Honey-coloured walls using rocks excavated during the levelling of the site greet the visitor upon arrival. Prostrate rosemary softens the walls and helps create a welcoming entry to a garden full of surprises and unusual plants, the result of meticulous planning to allow for relief from the western sun and to provide cooling for the house.
This is an old property, and some of the buildings date back to the late nineteenth century. Careful and considerate design has ensured that new additions complement the stone and lime mortar walls of the old parts of the house.
From the front of the house, there’s a view over the lake.
The front garden is comprised of gravelled areas and plantings, amongst them drought hardy grasses, lavender and rosemary, all combining to provide an invitation to sit and enjoy the serene backdrop.

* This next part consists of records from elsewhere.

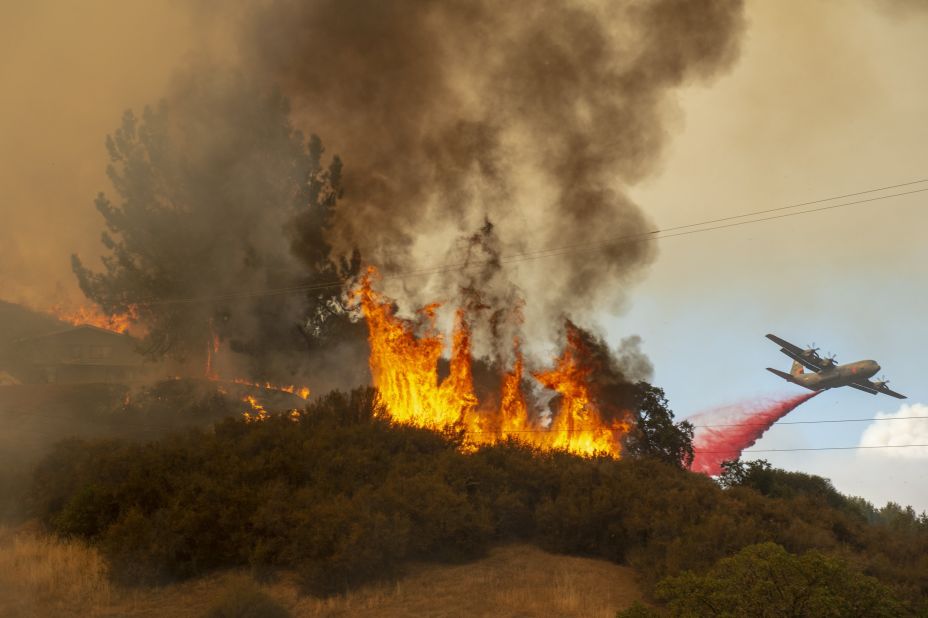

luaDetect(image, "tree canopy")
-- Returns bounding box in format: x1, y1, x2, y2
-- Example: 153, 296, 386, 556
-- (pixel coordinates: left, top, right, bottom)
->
72, 70, 358, 378
649, 542, 906, 617
30, 389, 928, 606
624, 383, 694, 468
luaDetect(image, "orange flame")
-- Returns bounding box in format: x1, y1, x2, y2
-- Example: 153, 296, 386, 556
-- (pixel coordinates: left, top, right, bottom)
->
241, 397, 301, 423
230, 378, 311, 401
48, 303, 137, 334
359, 274, 476, 428
532, 324, 631, 456
203, 319, 310, 400
242, 395, 270, 423
206, 320, 221, 380
499, 338, 531, 434
358, 267, 630, 458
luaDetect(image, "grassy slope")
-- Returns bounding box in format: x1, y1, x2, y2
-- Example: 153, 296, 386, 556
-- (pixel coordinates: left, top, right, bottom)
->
0, 527, 642, 618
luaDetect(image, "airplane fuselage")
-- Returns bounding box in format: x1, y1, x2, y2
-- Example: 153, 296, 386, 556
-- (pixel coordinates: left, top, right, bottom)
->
792, 360, 880, 391
765, 334, 905, 398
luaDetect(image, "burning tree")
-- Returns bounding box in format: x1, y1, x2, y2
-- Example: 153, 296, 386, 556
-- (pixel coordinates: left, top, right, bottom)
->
71, 69, 360, 379
358, 266, 693, 464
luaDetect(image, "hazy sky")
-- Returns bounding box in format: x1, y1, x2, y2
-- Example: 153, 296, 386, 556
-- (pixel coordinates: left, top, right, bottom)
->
610, 0, 928, 510
1, 1, 926, 509
0, 1, 199, 307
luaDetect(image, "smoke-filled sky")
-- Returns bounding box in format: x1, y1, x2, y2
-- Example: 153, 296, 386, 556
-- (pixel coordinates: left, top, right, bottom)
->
610, 1, 928, 510
241, 0, 746, 347
0, 2, 194, 307
1, 1, 927, 509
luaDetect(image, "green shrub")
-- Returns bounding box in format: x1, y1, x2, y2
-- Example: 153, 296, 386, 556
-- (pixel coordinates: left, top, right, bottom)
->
28, 387, 928, 607
616, 601, 660, 618
655, 542, 907, 617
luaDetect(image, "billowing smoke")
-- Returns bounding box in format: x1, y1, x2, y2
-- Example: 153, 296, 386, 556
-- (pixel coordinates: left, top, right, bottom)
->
688, 391, 819, 475
69, 69, 367, 387
67, 0, 747, 389
243, 0, 746, 342
872, 0, 928, 17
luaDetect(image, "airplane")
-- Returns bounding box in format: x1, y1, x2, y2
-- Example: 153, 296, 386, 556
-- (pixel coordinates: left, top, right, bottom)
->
765, 334, 906, 399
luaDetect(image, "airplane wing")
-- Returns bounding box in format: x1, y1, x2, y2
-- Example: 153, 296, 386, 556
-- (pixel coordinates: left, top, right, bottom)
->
848, 382, 879, 395
850, 380, 907, 399
880, 387, 908, 399
765, 334, 825, 372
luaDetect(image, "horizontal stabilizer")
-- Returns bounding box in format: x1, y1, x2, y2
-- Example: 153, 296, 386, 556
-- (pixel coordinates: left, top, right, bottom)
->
766, 367, 794, 381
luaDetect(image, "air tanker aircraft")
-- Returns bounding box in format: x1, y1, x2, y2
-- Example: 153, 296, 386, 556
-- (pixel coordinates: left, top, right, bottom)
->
765, 334, 906, 399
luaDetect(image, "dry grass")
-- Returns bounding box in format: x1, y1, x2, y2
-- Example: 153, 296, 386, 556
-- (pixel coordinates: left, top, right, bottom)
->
292, 545, 643, 617
0, 528, 643, 618
0, 525, 113, 617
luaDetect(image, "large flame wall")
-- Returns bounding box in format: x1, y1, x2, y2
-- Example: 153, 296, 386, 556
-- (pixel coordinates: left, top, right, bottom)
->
358, 268, 631, 458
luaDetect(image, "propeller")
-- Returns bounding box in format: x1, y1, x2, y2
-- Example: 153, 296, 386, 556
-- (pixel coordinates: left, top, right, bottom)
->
822, 352, 838, 367
874, 375, 890, 388
803, 342, 820, 357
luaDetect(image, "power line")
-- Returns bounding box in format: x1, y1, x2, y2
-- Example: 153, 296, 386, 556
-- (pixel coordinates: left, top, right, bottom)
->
129, 180, 927, 306
691, 415, 928, 428
6, 420, 928, 455
474, 415, 919, 433
502, 186, 928, 264
638, 177, 928, 231
459, 416, 928, 435
715, 444, 928, 453
8, 409, 928, 438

At the back of the house is an imposing bank covered with Mediterranean-style plants: lavender and rosemary, spiky artichoke to add textural interest and an intriguing collection of grey-leafed plants well-known for their ability to withstand drought. Tonnes of compost topped with mulch have been added here with spectacular results. As with many Mudgee gardens, attention must be paid to plants that can withstand extremes of heat and cold: phlomis, swaying grasses, miscanthus, irises and bulbs. There are roses too, carefully placed amongst the shrubs, creating soft pools of colour and added interest.
A wonderful collection of cacti and succulents abides near the walls of the house, providing maximum sunlight while ensuring the frost, which can be severe in these parts, doesn’t damage the plants.
There are delights all around the garden: a velvety rose, a crabapple with golden fruit, an agave creating ‘agave-envy’, softly blushing dahlias, a perfumed magnolia. All wait to captivate and charm a visitor strolling along paths and through garden rooms.
There are oddities as well: Loofah and New Guinea Bean.
As with so many old properties there are items to be found some of which have probably lain idle for generations and which can be used as decoration or sculpture.
Our visit was an uplifting one: a wonderful garden and inspirational use and restoration of the old buildings with their time-worn stone walls and history concealed in their corners. So many old buildings in Australia have been pulled down or left to fall down and it’s always such a pleasure to see some that have been saved and enhanced by a delightful and abundant garden.